Que pouvez-vous répondre au député de Mayotte, Mansour Kamardine, qui a évoqué un "abandon coupable" à l'égard de Mayotte de la part de l'État ?

Je trouve cette réaction scandaleuse. Il est dans son rôle quand il alerte l'État. Il a été pris en charge d’une façon tout à fait tout correcte quand il en a eu le besoin. Mais personne ici n'est abandonné. 

L'État a renforcé très fortement les moyens à Mayotte, on a des soutiens civils, on a des soutiens militaires. La réserve sanitaire est là.

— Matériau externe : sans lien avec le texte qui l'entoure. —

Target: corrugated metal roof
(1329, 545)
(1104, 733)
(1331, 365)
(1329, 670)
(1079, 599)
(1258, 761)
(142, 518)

Dominique Voynet, directrice de l'ARS de Mayotte

à franceinfo

Le service de santé des armées s'apprête à déployer 10 lits supplémentaires de réanimation. Franchement, je ne comprends pas ce genre de réactions qui me paraît politicienne, qui me paraît à courte vue et qui ne répond pas du tout aux besoins de Mayotte.

On a besoin d'avoir des élus motivés, présents aux côtés de la population pour l’alerter sur le respect des gestes barrières. Aujourd'hui, ce ne sont pas les gesticulations qui protègent les Mahorais, c'est le fait d'encourager à utiliser de l'eau, du savon pour se laver les mains, à porter un masque quand on est en contact trop rapproché de ses semblables et à respecter chaque fois que c'est possible les gestes barrières.